New plotting methods¶

Series.plot now supports a secondary_y option:

In [1239]: plt.figure()
Out[1239]: <matplotlib.figure.Figure at 0x124502d90>

In [1240]: fx['FR'].plot(style='g')
---------------------------------------------------------------------------
NameError                                 Traceback (most recent call last)
<ipython-input-1240-3bfc79e08766> in <module>()
----> 1 fx['FR'].plot(style='g')
NameError: name 'fx' is not defined

In [1241]: fx['IT'].plot(style='k--', secondary_y=True)
---------------------------------------------------------------------------
NameError                                 Traceback (most recent call last)
<ipython-input-1241-d77d6aa06988> in <module>()
----> 1 fx['IT'].plot(style='k--', secondary_y=True)
NameError: name 'fx' is not defined

Vytautas Jancauskas, the 2012 GSOC participant, has added many new plot types. For example, 'kde' is a new option:

In [1242]: s = Series(np.concatenate((np.random.randn(1000),
   ......:                            np.random.randn(1000) * 0.5 + 3)))
   ......:

In [1243]: plt.figure()
Out[1243]: <matplotlib.figure.Figure at 0x124521790>

In [1244]: s.hist(normed=True, alpha=0.2)
Out[1244]: <matplotlib.axes.AxesSubplot at 0x124521e50>

In [1245]: s.plot(kind='kde')
Out[1245]: <matplotlib.axes.AxesSubplot at 0x124521e50>

See the plotting page for much more.

Other API changes¶

Deprecation of offset, time_rule, and timeRule arguments names in time series functions. Warnings will be printed until pandas 0.9 or 1.0.
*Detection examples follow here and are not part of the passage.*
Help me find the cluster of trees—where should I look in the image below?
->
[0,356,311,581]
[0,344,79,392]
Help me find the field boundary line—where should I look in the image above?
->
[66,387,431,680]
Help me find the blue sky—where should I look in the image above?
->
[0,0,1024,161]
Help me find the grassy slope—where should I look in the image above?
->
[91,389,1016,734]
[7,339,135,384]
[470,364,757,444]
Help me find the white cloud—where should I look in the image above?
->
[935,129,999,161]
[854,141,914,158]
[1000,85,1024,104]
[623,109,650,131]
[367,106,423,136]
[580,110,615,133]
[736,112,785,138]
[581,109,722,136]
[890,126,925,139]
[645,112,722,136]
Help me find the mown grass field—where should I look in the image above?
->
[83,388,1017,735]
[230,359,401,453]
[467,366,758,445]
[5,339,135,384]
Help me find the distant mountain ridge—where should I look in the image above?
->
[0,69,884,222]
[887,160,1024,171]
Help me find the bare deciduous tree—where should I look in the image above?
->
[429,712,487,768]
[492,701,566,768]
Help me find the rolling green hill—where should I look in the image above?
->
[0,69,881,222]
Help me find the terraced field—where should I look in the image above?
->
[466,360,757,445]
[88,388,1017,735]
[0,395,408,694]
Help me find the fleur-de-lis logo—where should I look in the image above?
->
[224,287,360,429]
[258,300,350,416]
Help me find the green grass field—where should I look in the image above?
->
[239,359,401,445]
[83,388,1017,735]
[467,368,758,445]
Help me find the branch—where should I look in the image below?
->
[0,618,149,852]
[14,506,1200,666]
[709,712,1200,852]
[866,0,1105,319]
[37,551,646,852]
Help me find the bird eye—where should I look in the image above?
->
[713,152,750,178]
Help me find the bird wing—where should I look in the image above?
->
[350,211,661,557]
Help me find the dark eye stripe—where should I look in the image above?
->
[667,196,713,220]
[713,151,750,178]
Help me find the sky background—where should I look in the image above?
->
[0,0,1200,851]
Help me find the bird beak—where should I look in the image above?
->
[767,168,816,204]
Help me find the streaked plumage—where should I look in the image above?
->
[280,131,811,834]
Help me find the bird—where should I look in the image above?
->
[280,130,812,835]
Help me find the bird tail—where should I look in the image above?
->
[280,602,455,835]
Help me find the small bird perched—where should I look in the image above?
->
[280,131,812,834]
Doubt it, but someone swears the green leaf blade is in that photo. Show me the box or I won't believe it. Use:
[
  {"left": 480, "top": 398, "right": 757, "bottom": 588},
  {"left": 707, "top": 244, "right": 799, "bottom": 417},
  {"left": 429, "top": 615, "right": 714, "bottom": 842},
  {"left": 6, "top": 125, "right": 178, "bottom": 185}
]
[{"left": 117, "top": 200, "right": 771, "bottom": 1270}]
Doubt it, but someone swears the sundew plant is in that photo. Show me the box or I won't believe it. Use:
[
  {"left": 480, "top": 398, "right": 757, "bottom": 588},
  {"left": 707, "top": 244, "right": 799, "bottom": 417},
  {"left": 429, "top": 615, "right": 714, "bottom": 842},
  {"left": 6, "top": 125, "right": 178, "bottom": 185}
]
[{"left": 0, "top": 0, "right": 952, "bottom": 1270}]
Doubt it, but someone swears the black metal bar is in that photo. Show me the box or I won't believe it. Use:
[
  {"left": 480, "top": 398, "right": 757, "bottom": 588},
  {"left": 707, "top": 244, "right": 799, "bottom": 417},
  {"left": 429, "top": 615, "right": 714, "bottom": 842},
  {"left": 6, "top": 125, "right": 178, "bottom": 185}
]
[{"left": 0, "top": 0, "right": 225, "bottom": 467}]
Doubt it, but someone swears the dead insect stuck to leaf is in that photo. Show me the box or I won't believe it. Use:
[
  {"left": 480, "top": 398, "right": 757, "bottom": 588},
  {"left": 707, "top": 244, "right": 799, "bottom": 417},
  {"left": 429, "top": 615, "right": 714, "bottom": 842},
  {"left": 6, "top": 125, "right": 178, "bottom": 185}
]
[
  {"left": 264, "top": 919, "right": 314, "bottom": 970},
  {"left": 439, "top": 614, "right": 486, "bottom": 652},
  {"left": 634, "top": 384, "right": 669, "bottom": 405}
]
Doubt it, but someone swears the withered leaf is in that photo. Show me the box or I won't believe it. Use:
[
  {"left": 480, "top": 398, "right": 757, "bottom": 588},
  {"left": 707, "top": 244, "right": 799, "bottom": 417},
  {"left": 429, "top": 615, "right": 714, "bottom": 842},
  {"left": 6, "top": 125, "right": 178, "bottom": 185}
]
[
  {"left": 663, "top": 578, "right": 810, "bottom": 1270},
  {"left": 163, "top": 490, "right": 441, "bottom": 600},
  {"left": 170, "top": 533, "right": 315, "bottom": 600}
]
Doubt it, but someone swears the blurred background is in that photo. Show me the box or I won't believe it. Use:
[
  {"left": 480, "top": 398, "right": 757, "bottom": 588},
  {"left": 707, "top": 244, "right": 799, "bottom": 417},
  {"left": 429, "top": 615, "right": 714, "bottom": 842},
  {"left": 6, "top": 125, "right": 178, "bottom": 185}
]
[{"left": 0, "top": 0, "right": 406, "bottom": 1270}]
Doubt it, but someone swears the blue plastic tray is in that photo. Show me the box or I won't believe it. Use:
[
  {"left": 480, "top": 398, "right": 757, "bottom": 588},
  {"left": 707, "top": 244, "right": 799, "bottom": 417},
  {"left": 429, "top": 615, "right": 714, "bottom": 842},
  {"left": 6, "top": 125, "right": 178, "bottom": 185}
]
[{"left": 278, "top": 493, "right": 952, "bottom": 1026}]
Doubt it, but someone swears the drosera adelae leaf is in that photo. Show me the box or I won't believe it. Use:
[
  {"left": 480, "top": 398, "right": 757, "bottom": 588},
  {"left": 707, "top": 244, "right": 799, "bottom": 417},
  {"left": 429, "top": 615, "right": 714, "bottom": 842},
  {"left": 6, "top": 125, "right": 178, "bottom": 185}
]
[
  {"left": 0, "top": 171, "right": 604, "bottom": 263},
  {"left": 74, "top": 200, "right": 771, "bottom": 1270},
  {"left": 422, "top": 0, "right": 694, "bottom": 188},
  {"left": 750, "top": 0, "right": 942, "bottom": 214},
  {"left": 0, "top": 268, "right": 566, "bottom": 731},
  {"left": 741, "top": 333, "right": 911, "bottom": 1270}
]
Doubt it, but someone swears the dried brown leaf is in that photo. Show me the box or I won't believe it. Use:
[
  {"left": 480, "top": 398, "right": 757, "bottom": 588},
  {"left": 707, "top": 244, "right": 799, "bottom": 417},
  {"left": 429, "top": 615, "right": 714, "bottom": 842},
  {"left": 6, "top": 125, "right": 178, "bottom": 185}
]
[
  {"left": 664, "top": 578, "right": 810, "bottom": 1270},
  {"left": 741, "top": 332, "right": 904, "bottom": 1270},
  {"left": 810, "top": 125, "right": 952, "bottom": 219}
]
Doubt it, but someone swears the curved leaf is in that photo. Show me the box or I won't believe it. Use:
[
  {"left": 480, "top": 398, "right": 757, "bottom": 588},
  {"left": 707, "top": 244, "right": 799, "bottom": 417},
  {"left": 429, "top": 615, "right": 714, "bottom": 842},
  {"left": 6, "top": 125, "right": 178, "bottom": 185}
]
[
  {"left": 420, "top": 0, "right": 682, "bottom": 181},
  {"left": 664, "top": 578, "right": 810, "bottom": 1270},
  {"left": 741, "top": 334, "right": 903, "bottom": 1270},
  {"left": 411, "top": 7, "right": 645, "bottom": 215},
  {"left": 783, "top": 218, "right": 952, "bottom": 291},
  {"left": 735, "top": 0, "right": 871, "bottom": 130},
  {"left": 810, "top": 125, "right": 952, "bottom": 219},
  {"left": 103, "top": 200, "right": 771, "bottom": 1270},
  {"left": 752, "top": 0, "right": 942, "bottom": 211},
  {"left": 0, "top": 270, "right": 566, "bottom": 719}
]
Potential porting issues for pandas <= 0.7.3 users¶

The major change that may affect you in pandas 0.8.0 is that time series indexes use NumPy’s datetime64 data type instead of dtype=object arrays of Python’s built-in datetime.datetime objects. DateRange has been replaced by DatetimeIndex but otherwise behaved identically. But, if you have code that converts DateRange or Index objects that used to contain datetime.datetime values to plain NumPy arrays, you may have bugs lurking with code using scalar values because you are handing control over to NumPy:

In [1246]: import datetime

In [1247]: rng = date_range('1/1/2000', periods=10)

In [1248]: rng[5]
Out[1248]: <Timestamp: 2000-01-06 00:00:00>

In [1249]: isinstance(rng[5], datetime.datetime)
Out[1249]: True

In [1250]: rng_asarray = np.asarray(rng)

In [1251]: scalar_val = rng_asarray[5]

In [1252]: type(scalar_val)
Out[1252]: numpy.datetime64

pandas’s Timestamp object is a subclass of datetime.datetime that has nanosecond support (the nanosecond field store the nanosecond value between 0 and 999). It should substitute directly into any code that used datetime.datetime values before. Thus, I recommend not casting DatetimeIndex to regular NumPy arrays.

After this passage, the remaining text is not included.